Domani vi racconteremo come sta Claudia Maria Travicelli

Dismissione di Claudia Travicelli, per dirla alla Giorgio Bartolini

Dismissione di Claudia Travicelli, per dirla alla Giorgio Bartolini

ASSISI – “Eraldo Martelli, invece di Guarducci ha fatto fuori Travicelli“, è la frase Call to action di Eraldo Martelli che fa sentire la sua voce dal gruppo Facebook “Informa Assisi”.

Martelli è uno dei tanti che commentano sul social network, alcuni, per la verità, non sono affatto teneri con l’ex assessore.

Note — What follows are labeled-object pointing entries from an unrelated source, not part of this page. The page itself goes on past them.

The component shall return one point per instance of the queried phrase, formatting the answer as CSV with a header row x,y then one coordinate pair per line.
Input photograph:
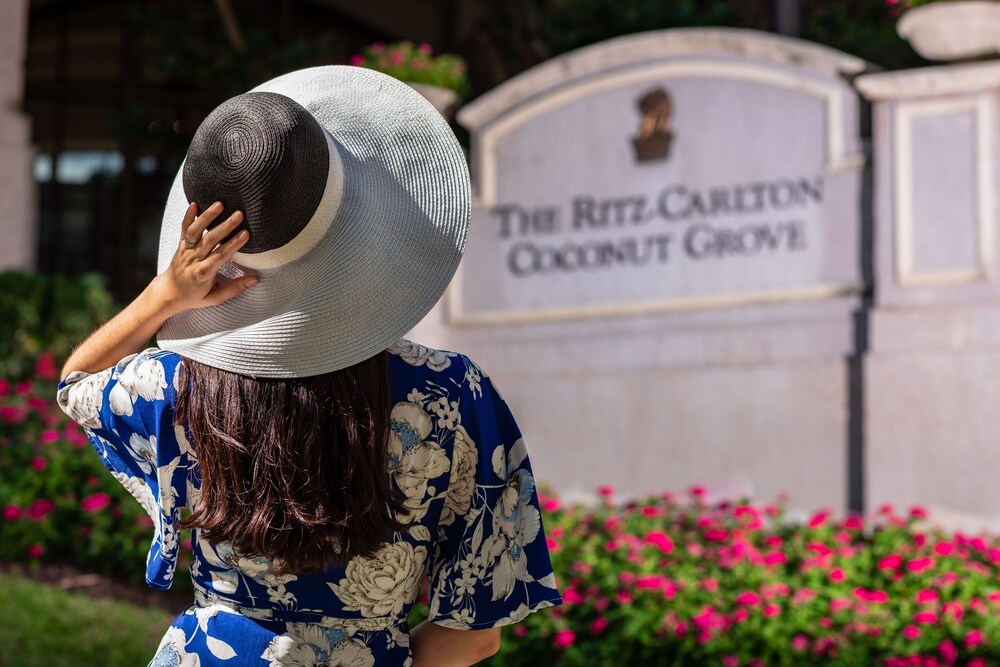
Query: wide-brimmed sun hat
x,y
356,194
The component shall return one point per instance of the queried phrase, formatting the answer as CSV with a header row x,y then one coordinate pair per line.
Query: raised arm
x,y
189,282
437,646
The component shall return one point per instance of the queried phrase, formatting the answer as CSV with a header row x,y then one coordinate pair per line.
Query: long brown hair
x,y
292,469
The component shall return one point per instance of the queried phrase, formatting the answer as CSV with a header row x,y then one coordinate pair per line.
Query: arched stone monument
x,y
665,263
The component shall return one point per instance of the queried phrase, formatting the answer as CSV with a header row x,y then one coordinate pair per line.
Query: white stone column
x,y
17,189
933,371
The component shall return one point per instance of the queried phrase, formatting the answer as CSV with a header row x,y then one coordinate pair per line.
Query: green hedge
x,y
51,314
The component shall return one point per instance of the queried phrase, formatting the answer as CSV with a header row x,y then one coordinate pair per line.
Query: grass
x,y
44,626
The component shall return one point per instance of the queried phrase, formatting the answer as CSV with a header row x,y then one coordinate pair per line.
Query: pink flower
x,y
803,596
12,415
564,638
45,367
953,609
650,582
948,651
973,638
775,558
919,564
40,508
876,597
837,604
891,562
660,540
944,548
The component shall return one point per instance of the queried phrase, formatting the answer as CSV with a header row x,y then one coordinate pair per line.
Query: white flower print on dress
x,y
421,355
82,396
142,376
516,521
172,653
383,584
309,645
464,462
413,460
447,412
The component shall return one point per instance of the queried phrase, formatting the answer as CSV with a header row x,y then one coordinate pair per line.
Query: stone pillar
x,y
17,188
933,373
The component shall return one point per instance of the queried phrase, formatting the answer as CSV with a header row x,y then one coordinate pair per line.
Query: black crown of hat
x,y
262,154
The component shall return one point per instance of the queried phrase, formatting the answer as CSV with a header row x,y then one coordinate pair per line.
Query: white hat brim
x,y
390,252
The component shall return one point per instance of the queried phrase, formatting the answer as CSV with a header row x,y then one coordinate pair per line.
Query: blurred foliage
x,y
416,64
40,313
522,33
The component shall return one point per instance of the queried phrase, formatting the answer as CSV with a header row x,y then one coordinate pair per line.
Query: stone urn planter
x,y
952,30
444,99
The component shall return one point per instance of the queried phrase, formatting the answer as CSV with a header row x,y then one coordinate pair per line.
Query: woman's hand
x,y
189,281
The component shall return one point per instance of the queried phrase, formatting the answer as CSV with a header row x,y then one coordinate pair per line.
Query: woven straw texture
x,y
388,255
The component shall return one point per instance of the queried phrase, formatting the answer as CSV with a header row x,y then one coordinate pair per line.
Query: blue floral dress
x,y
457,457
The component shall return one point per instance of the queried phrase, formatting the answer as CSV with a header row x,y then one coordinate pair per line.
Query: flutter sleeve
x,y
491,563
127,413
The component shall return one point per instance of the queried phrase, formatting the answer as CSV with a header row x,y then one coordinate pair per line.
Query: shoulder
x,y
451,370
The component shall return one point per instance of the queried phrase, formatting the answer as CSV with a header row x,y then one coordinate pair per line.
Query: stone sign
x,y
665,264
661,182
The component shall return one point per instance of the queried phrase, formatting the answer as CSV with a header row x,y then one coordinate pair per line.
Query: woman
x,y
328,467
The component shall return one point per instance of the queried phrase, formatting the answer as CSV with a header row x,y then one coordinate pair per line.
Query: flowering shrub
x,y
665,582
57,503
415,64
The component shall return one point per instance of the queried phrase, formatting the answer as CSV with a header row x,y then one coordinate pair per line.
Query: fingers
x,y
215,236
201,223
222,293
225,252
189,216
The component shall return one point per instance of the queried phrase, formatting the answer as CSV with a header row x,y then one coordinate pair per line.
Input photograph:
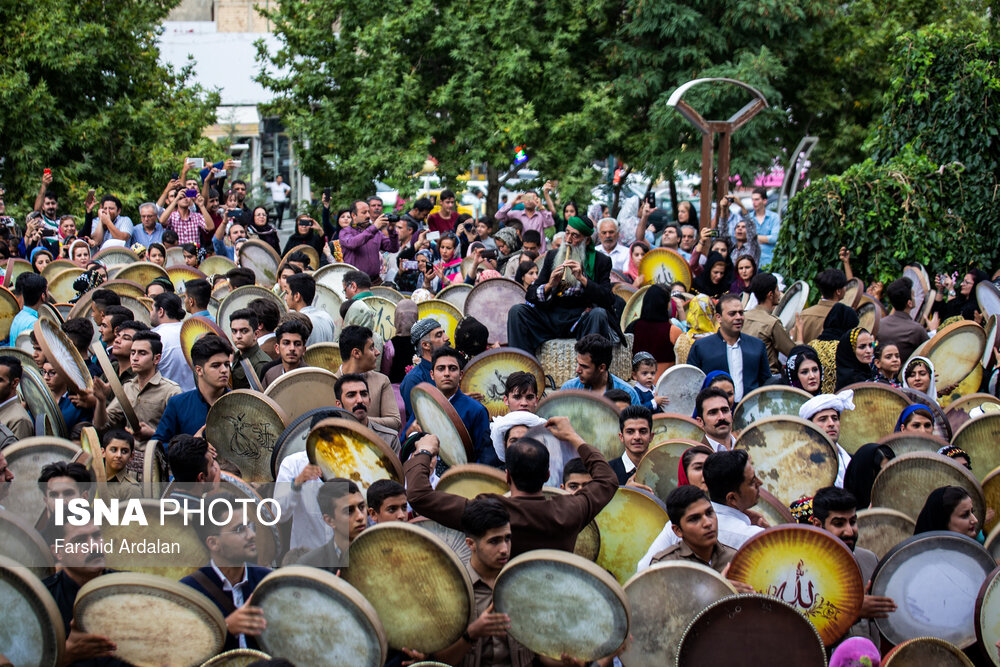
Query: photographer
x,y
364,239
307,232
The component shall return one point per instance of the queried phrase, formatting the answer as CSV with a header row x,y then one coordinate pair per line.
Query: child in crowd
x,y
643,380
117,447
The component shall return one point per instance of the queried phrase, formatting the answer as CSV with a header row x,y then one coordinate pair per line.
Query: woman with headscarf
x,y
804,370
963,303
307,232
919,374
916,418
855,353
887,364
689,469
716,278
746,269
948,508
864,467
40,258
636,252
79,253
402,347
839,321
508,250
653,332
701,323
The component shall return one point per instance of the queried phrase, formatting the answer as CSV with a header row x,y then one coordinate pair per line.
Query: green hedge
x,y
929,193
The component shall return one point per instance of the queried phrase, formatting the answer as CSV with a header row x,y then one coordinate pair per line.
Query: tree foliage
x,y
82,93
930,190
660,45
834,88
371,89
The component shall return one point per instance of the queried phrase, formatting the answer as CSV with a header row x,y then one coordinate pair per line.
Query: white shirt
x,y
236,590
734,355
734,530
843,458
308,528
627,462
173,365
619,256
718,446
324,329
279,192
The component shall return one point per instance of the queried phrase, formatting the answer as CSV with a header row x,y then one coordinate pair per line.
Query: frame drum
x,y
934,578
681,384
315,618
153,620
544,591
665,598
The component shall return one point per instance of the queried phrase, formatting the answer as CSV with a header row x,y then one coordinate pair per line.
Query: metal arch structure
x,y
793,172
709,128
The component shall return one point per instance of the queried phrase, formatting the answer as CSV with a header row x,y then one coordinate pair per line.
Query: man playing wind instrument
x,y
570,298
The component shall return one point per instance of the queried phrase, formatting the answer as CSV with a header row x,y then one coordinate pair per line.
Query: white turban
x,y
839,402
500,426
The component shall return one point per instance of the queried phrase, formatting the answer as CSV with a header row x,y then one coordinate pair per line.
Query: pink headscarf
x,y
856,652
486,274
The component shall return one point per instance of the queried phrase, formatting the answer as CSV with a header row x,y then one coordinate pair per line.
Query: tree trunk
x,y
492,192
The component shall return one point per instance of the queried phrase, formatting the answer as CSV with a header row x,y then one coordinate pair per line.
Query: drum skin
x,y
543,591
665,598
316,618
934,578
750,630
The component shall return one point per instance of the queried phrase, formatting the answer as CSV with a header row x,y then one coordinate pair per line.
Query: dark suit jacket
x,y
709,354
597,293
254,575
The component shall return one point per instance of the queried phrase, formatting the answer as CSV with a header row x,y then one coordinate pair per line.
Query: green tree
x,y
660,45
82,93
929,191
834,88
371,89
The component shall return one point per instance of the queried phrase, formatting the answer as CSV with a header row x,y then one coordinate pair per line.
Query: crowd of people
x,y
578,268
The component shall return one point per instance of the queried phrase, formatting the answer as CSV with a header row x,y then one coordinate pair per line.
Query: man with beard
x,y
835,511
733,488
485,642
351,392
362,241
78,551
740,355
571,296
229,580
824,411
712,412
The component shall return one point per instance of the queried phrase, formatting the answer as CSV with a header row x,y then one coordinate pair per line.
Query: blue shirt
x,y
769,228
419,373
476,418
185,413
23,321
73,415
616,383
140,235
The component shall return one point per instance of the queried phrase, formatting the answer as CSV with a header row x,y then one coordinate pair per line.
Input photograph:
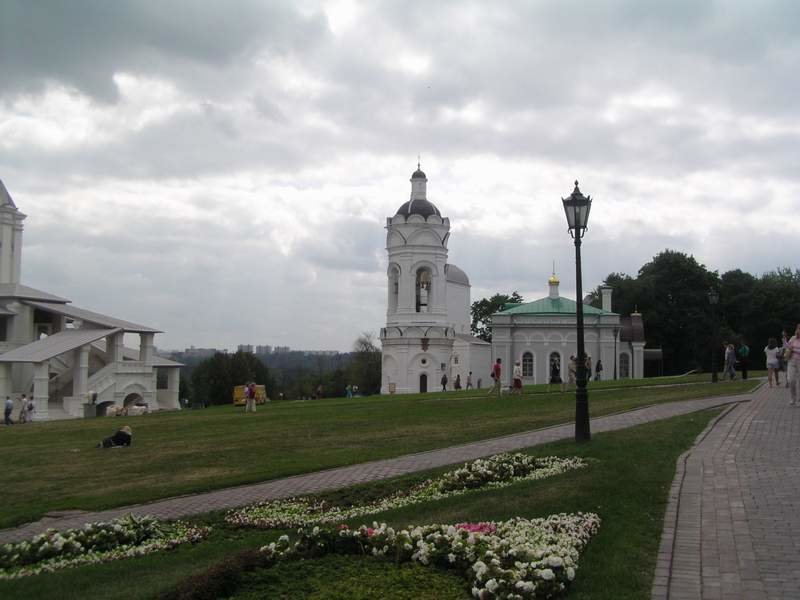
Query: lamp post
x,y
576,207
713,300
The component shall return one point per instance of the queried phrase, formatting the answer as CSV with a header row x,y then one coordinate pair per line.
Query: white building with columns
x,y
543,332
427,331
64,356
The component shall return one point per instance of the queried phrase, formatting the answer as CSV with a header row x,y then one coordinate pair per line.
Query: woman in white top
x,y
793,365
773,363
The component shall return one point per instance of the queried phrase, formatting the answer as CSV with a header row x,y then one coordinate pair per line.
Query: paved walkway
x,y
184,506
733,523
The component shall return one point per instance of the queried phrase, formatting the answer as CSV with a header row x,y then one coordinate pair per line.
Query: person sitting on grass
x,y
123,437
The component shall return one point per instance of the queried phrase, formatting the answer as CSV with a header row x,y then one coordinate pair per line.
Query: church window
x,y
527,365
423,284
624,366
394,288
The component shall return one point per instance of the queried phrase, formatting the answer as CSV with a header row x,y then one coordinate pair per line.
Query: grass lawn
x,y
626,483
54,466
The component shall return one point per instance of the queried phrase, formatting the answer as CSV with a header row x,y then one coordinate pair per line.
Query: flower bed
x,y
490,473
519,559
94,543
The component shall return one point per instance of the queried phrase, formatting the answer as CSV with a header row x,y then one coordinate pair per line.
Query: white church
x,y
427,331
70,360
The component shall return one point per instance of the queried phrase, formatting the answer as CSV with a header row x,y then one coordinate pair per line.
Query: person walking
x,y
793,366
771,351
30,409
517,376
23,410
598,370
9,407
782,356
572,369
497,371
555,373
743,353
730,362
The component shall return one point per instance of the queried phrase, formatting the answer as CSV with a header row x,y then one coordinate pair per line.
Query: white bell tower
x,y
417,340
10,238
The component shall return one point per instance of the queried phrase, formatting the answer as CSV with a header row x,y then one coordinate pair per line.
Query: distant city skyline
x,y
223,171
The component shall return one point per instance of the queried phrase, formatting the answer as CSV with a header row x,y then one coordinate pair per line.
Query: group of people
x,y
734,356
457,383
572,371
785,356
27,410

Abbiamo, pero, visto una vera e propria levata si scudi da parte dell’opposizione. Giorgio Bartolini non è stata affatto tenero con la sua ex avversaria di ballottaggio. L’ex sindaco di Assisi, stigmatizzando il modo in cui  è stata “dismessa” Claudia Maria Travicelli, non perde l’occasione per ricordare a Stefania Proietti quali sono le priorità di Assisi e del suo territorio.

In fondo Bartolini, un po’ come tutta la città attenta alla politica assisiate, sapeva che la “vittima designata” per il rimpasto sarebbe stata l’amministratrice di Palazzo.

Il primo partito a farsi sentire era stata la Lega Nord che, pur non presente nel consesso cittadino, ha subito fatto arrivare – anche a voce delle donne leghiste – la solidarietà all’ex assessore.

In serata, poi, Claudio Iacono che, pur “apprezzando il valore delle persone” non di Assisi, ricorda che serve grande praticità per governare. Chiede conto al sindaco Stefania Proietti di quelle che sono state le promesse della campagna elettorale. Il rappresentante del Popolo della famiglia, le ricorda tutte come, certo, le ricorderanno i cittadini.

Cittadini che, come dice Giorgio Bartolini, ora sono in “sofferenza” afflitti dalle tante e gravi problematiche che mettono in difficoltà intere famiglie.

La domanda, che forse troverà una risposta nelle prossime ore (almeno per quanto ci riguarda), se le dimissioni di Travicelli siano state spontanee o “spintanee” non ha avuto durante la conferenza stampa in Comune “soddisfazione”.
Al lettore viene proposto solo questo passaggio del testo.